Para 2026, o PT encara desafios significativos na Bahia e Ceará, onde o risco de não reeleger governador é real, enquanto Rafael Fonteles caminha para uma reeleição tranquila no Piauí.
O Partido dos Trabalhadores, PT, se prepara para as Eleições de 2026 com três de seus atuais governadores buscando a reeleição. Elmano de Freitas, no Ceará, Jerônimo Rodrigues, na Bahia, e Rafael Fonteles, no Piauí, almejam manter o partido no comando dos executivos estaduais por mais quatro anos.
Contudo, o caminho para a continuidade do poder petista se mostra bastante distinto em cada um desses estados. Dois deles, Bahia e Ceará, enfrentam cenários de forte oposição e pesquisas eleitorais que indicam um **risco de não reeleger governador** para o PT.
Em contraste, o Piauí parece ter um ambiente político muito mais favorável para a reeleição do atual governador. As informações e os dados apresentados nesta análise são baseados em pesquisas divulgadas pelos institutos Paraná Pesquisas e AtlasIntel, conforme reportado.

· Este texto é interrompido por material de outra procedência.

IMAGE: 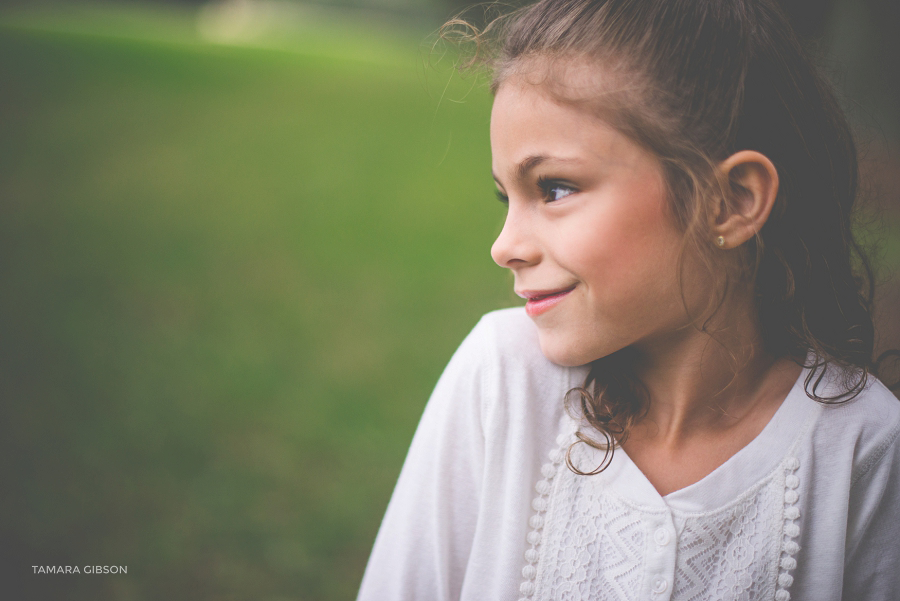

A Bahia em xeque: Jerônimo Rodrigues sob pressão
Na Bahia, um dos maiores colégios eleitorais do país, o PT mantém o poder estadual há quase 20 anos, com mandatos consecutivos de Jaques Wagner e Rui Costa. Agora, Jerônimo Rodrigues tenta seguir essa trajetória, mas o contexto atual é considerado mais desafiador para a permanência petista.
O principal adversário de Jerônimo Rodrigues é o ex-prefeito de Salvador e ex-deputado federal ACM Neto, do União Brasil, uma repetição da disputa de 2022. A baixa popularidade do atual governador, agravada pelo aumento da violência e da atuação de organizações criminosas no estado, que é o segundo mais violento do Brasil segundo o Atlas da Violência de 2026, contribui para esse cenário.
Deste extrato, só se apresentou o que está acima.